The Department of Agriculture, Food and the Marine today reminded all farmers and transporters of livestock that animals are at risk of suffering from heat stress during hot summer weather.  This especially applies to pigs and poultry, while either housed or during transport.

All those in charge of animals on-farm and/or during transport are legally obliged to ensure that all necessary measures are taken to prevent any unnecessary suffering.

To minimise stress during high climatic temperatures, preventative steps should be taken to ensure that the animals can cope.  These include: increased frequency of inspection of animal behaviour, reduction in stocking density, provision of adequate ventilation, increased water supply and availability, provision of additional cooling mechanisms and shade from the sun.

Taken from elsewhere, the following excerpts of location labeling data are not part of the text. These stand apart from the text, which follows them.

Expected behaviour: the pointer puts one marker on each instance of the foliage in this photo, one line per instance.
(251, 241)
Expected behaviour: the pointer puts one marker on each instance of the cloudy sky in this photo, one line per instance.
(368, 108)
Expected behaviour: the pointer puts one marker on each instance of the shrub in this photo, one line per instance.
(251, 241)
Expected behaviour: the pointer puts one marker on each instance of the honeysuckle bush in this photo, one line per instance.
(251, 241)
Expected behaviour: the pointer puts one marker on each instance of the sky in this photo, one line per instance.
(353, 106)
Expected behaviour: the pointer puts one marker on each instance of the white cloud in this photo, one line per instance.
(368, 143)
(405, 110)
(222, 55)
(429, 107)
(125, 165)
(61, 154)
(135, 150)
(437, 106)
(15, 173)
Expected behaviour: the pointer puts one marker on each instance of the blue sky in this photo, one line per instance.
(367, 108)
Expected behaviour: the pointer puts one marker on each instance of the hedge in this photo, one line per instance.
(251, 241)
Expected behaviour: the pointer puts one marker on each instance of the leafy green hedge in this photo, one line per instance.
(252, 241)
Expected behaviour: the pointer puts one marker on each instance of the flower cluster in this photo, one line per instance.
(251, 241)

Farmers with animals at pasture should ensure that they have sufficient shade and adequate supplies of water. Sheep which have not yet been shorn should be attended to without delay.

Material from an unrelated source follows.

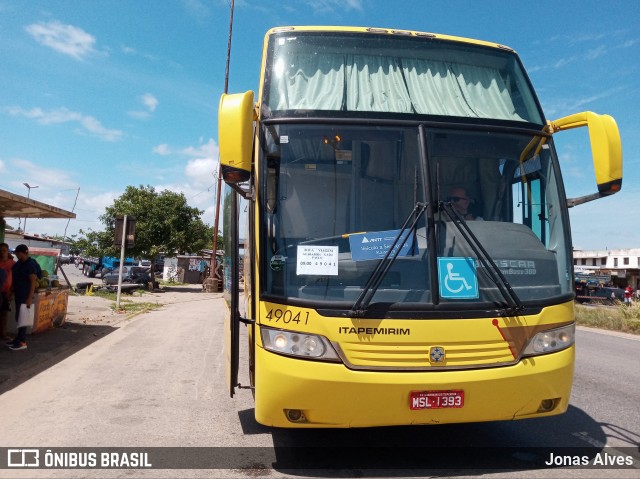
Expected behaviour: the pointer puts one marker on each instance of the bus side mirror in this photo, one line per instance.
(606, 149)
(235, 136)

Additional stand-by arrangements should be made with the abattoir to allow for increased cull rates to reduce stocking densities and to minimise queuing times on arrival.

The Department of Agriculture emphasised the importance of farmers and transporters anticipating difficulties which might arise as a result of prolonged periods of high temperature and making the necessary contingencies, as well as ensuring immediate remedial action should difficulties become apparent.

While this week’s hot weather is ideal for grass growing, it can bring challenges in keeping livestock healthy.